CD-ROMs containing patent information and technical information are nowadays available in every country in each language. For example, in 1993 the Japanese Patent Office begins publication of patent application bulletin in the form of CD-ROM. CD-ROM laid open gazette search system has spread rapidly with publication of these CD-ROMs. Such a kind of search system retrieves a desirable gazette from the patent application bulletin recorded on the CD-ROM. The retrieved gazette can be displayed, printed out, and output as a text file. The text file can be used, for example, as original text on which translation using an automatic translation equipment is performed.

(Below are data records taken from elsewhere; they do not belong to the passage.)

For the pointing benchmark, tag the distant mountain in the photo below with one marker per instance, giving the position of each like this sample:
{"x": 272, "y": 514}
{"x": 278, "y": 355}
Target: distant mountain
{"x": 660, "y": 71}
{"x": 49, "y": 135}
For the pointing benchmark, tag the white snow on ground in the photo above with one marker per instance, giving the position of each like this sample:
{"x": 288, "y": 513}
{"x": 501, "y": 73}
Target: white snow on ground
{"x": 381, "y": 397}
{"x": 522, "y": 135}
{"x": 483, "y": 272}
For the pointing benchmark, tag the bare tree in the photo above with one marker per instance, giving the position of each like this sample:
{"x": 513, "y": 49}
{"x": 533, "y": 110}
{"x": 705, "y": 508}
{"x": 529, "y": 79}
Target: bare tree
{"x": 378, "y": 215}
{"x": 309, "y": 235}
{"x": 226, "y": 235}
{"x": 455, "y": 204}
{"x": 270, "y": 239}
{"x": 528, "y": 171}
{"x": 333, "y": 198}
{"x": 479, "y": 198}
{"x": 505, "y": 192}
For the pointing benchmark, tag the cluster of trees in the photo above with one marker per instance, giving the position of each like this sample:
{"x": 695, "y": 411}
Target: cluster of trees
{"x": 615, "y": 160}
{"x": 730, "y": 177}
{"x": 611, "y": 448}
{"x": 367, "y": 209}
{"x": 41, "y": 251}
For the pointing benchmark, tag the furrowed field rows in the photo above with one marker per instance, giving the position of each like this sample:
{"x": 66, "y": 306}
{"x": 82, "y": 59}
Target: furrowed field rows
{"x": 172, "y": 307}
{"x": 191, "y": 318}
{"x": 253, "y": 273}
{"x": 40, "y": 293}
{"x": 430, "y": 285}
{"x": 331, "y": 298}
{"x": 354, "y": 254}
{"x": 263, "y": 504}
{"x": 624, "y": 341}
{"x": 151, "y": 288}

Incidentally, such patent application bulletin recorded on the CD-ROM published by the Japanese Patent Office contains a variety of control information in addition to text information and image information. Among such control information are various codes which cannot be converted into text information and are automatically converted into "=". Tags indicative of the location to insert image data or user-registered characters, tags indicative of a layout and other tags indicative of the logic structure are unnecessary garbage data when only text information is needed.
For example, when a front page file of the gazette recorded on the CD-ROM is output, image data on the file becomes, when deleted, a blank page with irrelevant marks such as an indication mark [frame 1] or continuance mark "===". Moreover, a blank page on the original file may contain a plurality of codes indicative of a new line, and the end of a sentence in each text may have a plurality of spaces. It is thus difficult to output the original file in a well-refined style.
Because of the irregularity of the style, the search system requires revision of the output text files one by one, thereby increasing labor cost and inconveniences. Moreover, in the above search system one file is output for each single gazette. A number of text files are output for a number of front pages. The search system needs repeated manual labor to link these text files, accordingly.
In addition, patent specifications have fluctuation of expression, alienation from correct grammar and long sentences too often to be correctly translated into other language. These are serious problems for machine translation. Therefore, the pre-editing of machine translation requires labor to convert the words and sentences into ones which conforms to the machine translation process. Alternatively, parenthesis "( )" or other marks would be inserted into the original text or another procedure would be taken to point out problematic places in the document. Regardless of which method is chosen, however, the patent specifications have required tremendous labor cost and time before translation. A solution for performing a speedy and facilitated translation on a large quantity of patent gazettes has been long awaited.